Nackte Tatsachen

Die Bluse spannt an Busen und Bauch, die Hose schneidet beim Schließen ins Fleisch – dennoch nehmen wir die Klamotten eine Nummer zu klein, denn wir nehmen uns vor: Wir werden diese überschüssigen Pfunde abnehmen und dann wird es toll aussehen! Das Ergebnis ist meist folgendes: Wir zwängen uns in die zu klein geratenen Kleider und sehen aus wie eine Wurst mit Taille. Das Abnehmen zieht sich in die Länge, bis wir aufgeben und die unpassenden Klamotten verstauen. Dabei würde es uns viel besser stehen, eine Nummer größer zu kaufen: Kein Spannen mehr, keine eingezwängte Wurst – gut und leger angezogen eben. Also, doch lieber zu 40 greifen, statt sich in 38 oder gar 36 einzuzwängen. Und wenn die Bluse in Größe 40 an einer Stelle zu weit sein sollte, gibt es Änderungsschneider, bei denen wir die Bluse am Bauch ein wenig enger nähen lassen können: Sieht klasse aus: oben kein Spannen mehr, dafür eine schöne Linie hin zum Bauch.

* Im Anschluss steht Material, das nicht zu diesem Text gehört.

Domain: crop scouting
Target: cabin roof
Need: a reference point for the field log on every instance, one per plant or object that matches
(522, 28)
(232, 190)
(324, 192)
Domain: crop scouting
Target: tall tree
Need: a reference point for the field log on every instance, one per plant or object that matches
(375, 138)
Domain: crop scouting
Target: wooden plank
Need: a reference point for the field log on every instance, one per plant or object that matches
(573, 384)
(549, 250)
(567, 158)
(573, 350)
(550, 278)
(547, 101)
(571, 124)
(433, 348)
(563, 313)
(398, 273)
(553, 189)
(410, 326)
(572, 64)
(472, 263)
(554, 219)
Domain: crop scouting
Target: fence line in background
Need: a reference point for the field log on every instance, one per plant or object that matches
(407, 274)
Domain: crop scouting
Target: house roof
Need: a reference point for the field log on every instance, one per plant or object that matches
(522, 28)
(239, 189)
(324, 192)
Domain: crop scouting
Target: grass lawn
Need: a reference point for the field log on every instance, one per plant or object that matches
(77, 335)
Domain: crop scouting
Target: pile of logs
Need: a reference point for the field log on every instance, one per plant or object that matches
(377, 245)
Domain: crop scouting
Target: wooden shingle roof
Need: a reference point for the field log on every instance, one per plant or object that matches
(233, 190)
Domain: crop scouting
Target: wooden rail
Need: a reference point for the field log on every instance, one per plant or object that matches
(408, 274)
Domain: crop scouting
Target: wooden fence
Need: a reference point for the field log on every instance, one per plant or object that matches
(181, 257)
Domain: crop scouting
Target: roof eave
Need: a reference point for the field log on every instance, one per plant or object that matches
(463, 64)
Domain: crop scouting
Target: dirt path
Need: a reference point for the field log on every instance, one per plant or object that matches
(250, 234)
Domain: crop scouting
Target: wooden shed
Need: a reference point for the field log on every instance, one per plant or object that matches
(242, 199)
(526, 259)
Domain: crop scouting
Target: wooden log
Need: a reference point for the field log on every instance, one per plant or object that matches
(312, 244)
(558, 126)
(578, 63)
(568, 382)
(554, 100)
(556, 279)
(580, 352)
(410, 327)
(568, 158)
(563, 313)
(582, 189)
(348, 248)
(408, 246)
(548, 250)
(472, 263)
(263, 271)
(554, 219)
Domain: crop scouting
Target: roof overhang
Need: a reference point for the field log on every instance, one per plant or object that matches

Warum fällt es manch einem so schwer, die tatsächliche Konfektionsgröße zu akzeptieren? Warum sehen wir den nackten Tatsachen nicht ins Gesicht? Warum rennen wir stattdessen Idealen hinterher, die schwer bis gar nicht erreichbar sind? Hat die Mode- und Schönheitsindustrie einen solch massiven Einfluss auf uns, dass wir nicht mehr in der Lage sind, vernünftige Entscheidungen zu treffen? Nehmen wir Ältere nicht wahr, dass es oft blutjunge Modelle sind, die uns aus den Magazinen ins Auge springen? Dazu noch mit Körpermaßen, die wir nie hatten und nicht haben werden? Ganz zu schweigen von der Photoshop-Kunst, die uns den Rest gibt. Wäre es denn so schön, wenn wir alle gleich aussehen würden?  Der Reiz könnte doch darin liegen, dass wir uns unterscheiden. Eine merklich schräge Nase kann mir ein unverwechselbares Aussehen verleihen. Wenn ich meine Nase schön finde, dann strahle ich das auch aus. Wenn nicht, renne ich zum Schönheitschirurgen und lasse sie operieren. Aber dann sehe ich anders aus – geradliniger vermutlich – aber habe ich dann nicht einen Teil von mir abschneiden lassen, der zu mir gehörte? Nun, dass muss jeder mit sich ausmachen. Wenn jemand sich so unglücklich fühlt mit der angeborenen Nase und nach der OP tatsächlich viel zufriedener rumläuft, dann ist es okay. Dennoch sei die Frage erlaubt, inwiefern es mit mangelndem Selbstbewusstsein zu tun hat und mit der Tatsache, dass man nicht klarkommt mit dem, was außerhalb der so genannten Norm liegt.

Wir von lucky lado plädieren dafür, zu den nackten Tatsachen zu stehen. Wer selbstbewusst zu seinen Mängeln und Schwächen steht, strahlt dies auch nach außen aus. Ist es nicht so, dass wir von der Ausstrahlung eines Menschen stärker beeindruckt sind als von seiner geraden/ungeraden Nase?